TL;DR — Browser Use gives AI agents a real browser. The model sees the page (via vision or structured DOM extraction), decides what to click/type/scroll, and the library executes those actions via Playwright. It handles multi-tab browsing, form filling, file uploads, cookie persistence, and captcha integration. The bridge between "the agent wants to check a website" and actually doing it.
What it is
Browser Use is a Python library that connects LLM agents to a Playwright-controlled browser.

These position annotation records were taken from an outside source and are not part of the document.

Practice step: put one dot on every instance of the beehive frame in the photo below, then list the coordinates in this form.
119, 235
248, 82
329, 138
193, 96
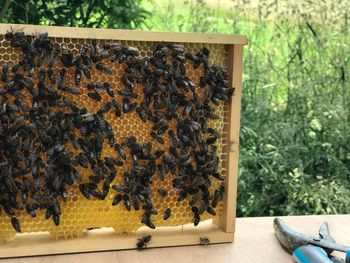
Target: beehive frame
222, 228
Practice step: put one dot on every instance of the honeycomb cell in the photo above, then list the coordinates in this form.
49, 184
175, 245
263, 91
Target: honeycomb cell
77, 212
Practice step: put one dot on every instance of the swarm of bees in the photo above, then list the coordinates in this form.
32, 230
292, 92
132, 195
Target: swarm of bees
39, 122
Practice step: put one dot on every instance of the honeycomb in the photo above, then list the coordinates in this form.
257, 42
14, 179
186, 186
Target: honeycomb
79, 213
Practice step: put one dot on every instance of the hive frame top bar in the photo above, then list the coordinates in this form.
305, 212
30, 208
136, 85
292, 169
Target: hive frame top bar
131, 35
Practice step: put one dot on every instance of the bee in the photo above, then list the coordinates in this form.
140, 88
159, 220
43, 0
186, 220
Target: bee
127, 202
129, 142
162, 192
127, 106
71, 90
161, 172
105, 108
4, 71
142, 242
141, 114
51, 75
95, 96
103, 68
147, 220
204, 241
211, 211
86, 190
167, 214
77, 76
117, 199
66, 56
196, 216
218, 196
82, 160
109, 89
155, 136
133, 51
127, 94
85, 48
15, 224
116, 107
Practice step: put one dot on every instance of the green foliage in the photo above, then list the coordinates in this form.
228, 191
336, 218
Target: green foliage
94, 13
295, 140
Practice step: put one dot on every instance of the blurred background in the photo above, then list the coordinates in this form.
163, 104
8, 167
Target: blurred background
295, 130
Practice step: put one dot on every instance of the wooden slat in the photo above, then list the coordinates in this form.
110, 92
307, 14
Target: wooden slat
133, 35
106, 240
227, 221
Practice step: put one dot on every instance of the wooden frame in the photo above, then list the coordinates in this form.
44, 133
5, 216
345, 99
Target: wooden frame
222, 228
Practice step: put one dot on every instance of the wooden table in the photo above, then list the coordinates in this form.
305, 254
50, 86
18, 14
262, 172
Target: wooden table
254, 242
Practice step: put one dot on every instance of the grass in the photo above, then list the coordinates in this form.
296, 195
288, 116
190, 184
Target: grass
295, 142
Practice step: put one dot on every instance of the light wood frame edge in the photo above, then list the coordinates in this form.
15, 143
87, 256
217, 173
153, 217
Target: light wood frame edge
227, 221
130, 35
106, 240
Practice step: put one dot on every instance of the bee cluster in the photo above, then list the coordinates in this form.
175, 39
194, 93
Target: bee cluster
47, 138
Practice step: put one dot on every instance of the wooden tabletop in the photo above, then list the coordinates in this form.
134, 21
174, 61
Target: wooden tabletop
254, 242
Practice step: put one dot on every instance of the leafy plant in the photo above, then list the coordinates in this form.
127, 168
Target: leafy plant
94, 13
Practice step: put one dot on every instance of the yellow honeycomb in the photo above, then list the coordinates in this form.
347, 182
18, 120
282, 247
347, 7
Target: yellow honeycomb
78, 213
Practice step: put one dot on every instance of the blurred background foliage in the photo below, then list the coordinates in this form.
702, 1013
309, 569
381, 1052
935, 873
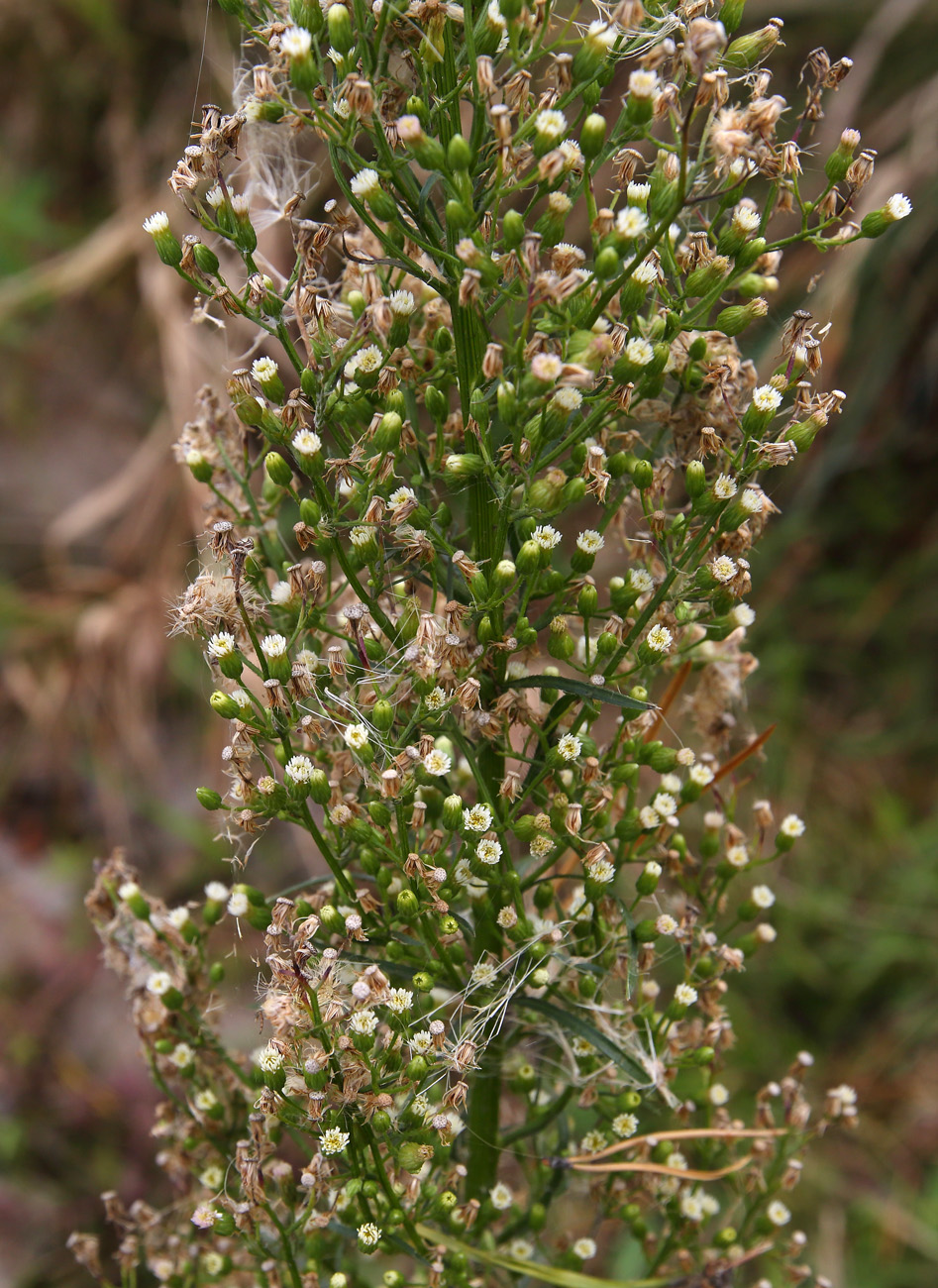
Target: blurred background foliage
103, 730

Each step: the library extracts the page state (DOM elements, screenshots, or both), sends it to the model, and executes the model's chosen action (click, type, scroll, navigate, extract). It runs the full agent loop internally or integrates as a tool into LangChain/other frameworks.
Why it exists
Web search tools return text snippets, but many agent tasks require actually interacting with websites — filling forms, navigating SPAs, reading dynamic content, comparing prices across tabs. Browser Use makes the browser a first-class agent tool instead of a brittle scraper hack.
Install & setup
pip install browser-use
playwright install chromium
export OPENAI_API_KEY=sk-...
Basic usage
from browser_use import Agent
from langchain_openai import ChatOpenAI
agent = Agent(
task="Go to google.com and search for 'vLLM PagedAttention'",
llm=ChatOpenAI(model="gpt-4o"),
)
import asyncio
result = asyncio.run(agent.run())
print(result)
Custom actions
from browser_use import Agent, Controller
controller = Controller()
@controller.action("Save page content to file")
async def save_content(content: str, filename: str):
with open(filename, "w") as f:
f.write(content)
return f"Saved to {filename}"
agent = Agent(
task="Go to news.ycombinator.com, get the top 5 stories, save to hn.txt",
llm=ChatOpenAI(model="gpt-4o"),
controller=controller,
)
As a LangChain tool
from browser_use.tools import BrowserTool
browser_tool = BrowserTool()
# Use in any LangChain agent as a tool
When to use, when to skip
Use it when your agent needs to interact with real web pages — form filling, navigation, data extraction from dynamic sites, multi-step web workflows.
Skip it for simple web scraping (Firecrawl or Jina Reader are faster/cheaper) or when APIs are available. Browser automation is slow and expensive (vision tokens + Playwright overhead).
vs the alternatives
| Tool | Best for | Trade-off |
|---|---|---|
| Browser Use | Full web interaction, form filling, SPAs | Slow, token-heavy |
| Firecrawl | Fast web scraping, clean markdown | Read-only |
| Jina Reader | URL-to-text conversion | Read-only, simpler |
| Selenium | Traditional browser automation | Not AI-native |
Verified against Browser Use docs (browser-use.com), May 2026.